Usually, when an error occurs in code, the code stops execution and you are brought back to the usual R console prompt. However, when recover() is in use and an error occurs, you are given the function call stack and a menu.

error_if_n_is_greater_than_zero(5)
Error in check_n_value(n) : n should be <= 0

Enter a frame number, or 0 to exit   

1: error_if_n_is_greater_than_zero(5)
2: #2: check_n_value(n)

Selection:

Selecting a number from this menu will bring you into that function on the call stack and you will be placed in a browser environment. You can exit the browser and then return to this menu to jump to another function in the call stack.

The recover() function is very useful if an error is deep inside a nested series of function calls and it is difficult to pinpoint exactly where an error is occurring (so that you might use browser() or trace()). In such cases, the debug() function is often of little practical use because you may need to step through many many expressions before the error actually occurs. Another scenario is when there is a stochastic element to your code so that errors occur in an unpredictable way. Using recover() will allow you to browse the function environment only when the error eventually does occur.

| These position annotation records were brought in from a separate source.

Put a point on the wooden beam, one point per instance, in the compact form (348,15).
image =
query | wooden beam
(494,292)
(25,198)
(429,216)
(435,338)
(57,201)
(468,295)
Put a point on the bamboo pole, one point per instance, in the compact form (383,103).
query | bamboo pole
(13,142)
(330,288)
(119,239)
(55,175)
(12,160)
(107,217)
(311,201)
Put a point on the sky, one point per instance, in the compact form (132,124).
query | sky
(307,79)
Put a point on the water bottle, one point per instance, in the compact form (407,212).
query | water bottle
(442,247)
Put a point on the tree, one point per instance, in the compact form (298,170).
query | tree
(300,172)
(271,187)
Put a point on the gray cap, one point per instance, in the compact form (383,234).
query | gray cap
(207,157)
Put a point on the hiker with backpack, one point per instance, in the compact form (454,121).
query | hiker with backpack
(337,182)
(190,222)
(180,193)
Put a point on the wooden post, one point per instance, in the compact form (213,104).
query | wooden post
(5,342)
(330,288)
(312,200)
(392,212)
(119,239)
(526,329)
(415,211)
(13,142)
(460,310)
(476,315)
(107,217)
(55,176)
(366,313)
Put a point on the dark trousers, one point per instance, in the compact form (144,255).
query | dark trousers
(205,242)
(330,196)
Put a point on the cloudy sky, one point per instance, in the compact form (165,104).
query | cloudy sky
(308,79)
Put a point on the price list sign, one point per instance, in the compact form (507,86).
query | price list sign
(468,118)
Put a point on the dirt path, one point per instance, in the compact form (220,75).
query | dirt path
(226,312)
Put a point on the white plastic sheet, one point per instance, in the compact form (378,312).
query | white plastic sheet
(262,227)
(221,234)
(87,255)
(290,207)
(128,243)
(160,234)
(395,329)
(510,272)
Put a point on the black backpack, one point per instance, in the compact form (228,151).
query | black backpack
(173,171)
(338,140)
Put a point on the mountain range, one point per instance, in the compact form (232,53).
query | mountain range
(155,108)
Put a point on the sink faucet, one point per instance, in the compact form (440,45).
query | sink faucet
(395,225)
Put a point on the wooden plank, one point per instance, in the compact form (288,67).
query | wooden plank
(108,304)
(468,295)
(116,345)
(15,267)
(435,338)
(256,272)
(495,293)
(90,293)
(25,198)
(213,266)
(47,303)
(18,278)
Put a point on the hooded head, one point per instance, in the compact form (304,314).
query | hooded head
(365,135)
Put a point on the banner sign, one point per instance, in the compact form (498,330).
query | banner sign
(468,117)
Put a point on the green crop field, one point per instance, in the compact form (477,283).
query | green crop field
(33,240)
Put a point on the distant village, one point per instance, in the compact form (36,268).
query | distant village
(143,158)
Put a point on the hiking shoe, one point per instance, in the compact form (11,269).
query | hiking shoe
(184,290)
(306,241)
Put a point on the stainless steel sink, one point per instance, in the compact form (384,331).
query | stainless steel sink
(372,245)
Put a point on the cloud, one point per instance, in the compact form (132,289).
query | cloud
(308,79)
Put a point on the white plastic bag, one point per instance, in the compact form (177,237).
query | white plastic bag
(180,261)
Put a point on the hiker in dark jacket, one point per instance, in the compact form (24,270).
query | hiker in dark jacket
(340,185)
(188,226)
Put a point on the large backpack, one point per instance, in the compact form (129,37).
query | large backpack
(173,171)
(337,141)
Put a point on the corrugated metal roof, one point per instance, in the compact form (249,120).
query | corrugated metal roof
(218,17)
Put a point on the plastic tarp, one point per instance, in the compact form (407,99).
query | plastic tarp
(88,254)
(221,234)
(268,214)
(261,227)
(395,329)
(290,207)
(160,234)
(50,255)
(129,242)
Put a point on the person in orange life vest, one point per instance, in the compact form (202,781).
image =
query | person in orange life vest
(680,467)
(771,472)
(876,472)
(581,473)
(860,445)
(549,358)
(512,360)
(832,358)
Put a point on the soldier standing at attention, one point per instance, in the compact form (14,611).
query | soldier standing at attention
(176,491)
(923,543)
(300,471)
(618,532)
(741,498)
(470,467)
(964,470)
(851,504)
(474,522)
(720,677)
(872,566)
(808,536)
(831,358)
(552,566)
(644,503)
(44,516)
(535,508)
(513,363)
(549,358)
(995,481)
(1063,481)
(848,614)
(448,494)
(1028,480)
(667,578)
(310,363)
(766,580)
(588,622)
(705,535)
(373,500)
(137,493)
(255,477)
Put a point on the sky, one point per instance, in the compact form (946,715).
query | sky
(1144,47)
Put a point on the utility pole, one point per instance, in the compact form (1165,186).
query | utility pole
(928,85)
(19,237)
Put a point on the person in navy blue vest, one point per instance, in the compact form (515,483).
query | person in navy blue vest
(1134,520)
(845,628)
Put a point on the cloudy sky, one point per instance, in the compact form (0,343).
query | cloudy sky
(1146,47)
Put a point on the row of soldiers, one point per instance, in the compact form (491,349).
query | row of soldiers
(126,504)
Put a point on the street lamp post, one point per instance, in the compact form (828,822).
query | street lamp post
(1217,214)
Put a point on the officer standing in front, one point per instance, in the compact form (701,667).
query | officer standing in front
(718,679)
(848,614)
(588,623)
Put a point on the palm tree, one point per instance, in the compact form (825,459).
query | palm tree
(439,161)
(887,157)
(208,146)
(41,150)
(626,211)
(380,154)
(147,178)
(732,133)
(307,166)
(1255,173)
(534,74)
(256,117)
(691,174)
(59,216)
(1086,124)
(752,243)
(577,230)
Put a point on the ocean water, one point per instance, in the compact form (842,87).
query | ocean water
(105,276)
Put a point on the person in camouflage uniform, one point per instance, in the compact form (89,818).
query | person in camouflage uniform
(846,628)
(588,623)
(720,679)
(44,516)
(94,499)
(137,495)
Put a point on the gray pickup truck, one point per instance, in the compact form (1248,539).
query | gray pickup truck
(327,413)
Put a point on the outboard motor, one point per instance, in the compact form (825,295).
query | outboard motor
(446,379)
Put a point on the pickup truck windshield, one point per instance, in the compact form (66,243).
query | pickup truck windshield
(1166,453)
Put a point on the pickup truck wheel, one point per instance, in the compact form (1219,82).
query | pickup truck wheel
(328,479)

2.6.6 Final Thoughts on Debugging

The debugging tools in any programming language can be essential for tracking down problems in code, especially when the code becomes complex and spans many lines. However, one should not lean on them too heavily so that they become a regular part of the programming process. It is easy to get into a situation where you “throw some code out there” and then let the debugger catch it before something bad happens. If you find yourself coding up a function and then immediately calling debug() on it, you are in this situation.

A better approach is to think carefully about what a function should do and then consider how to code it up. A few minutes of careful forethought can often save the hapless programmer hours of debugging.

2.6.7 Summary

  • Debugging in R is facilitated with the functions browser, debug, trace, recover, and traceback.

  • These debugging tools should not be used as a crutch when developing functions.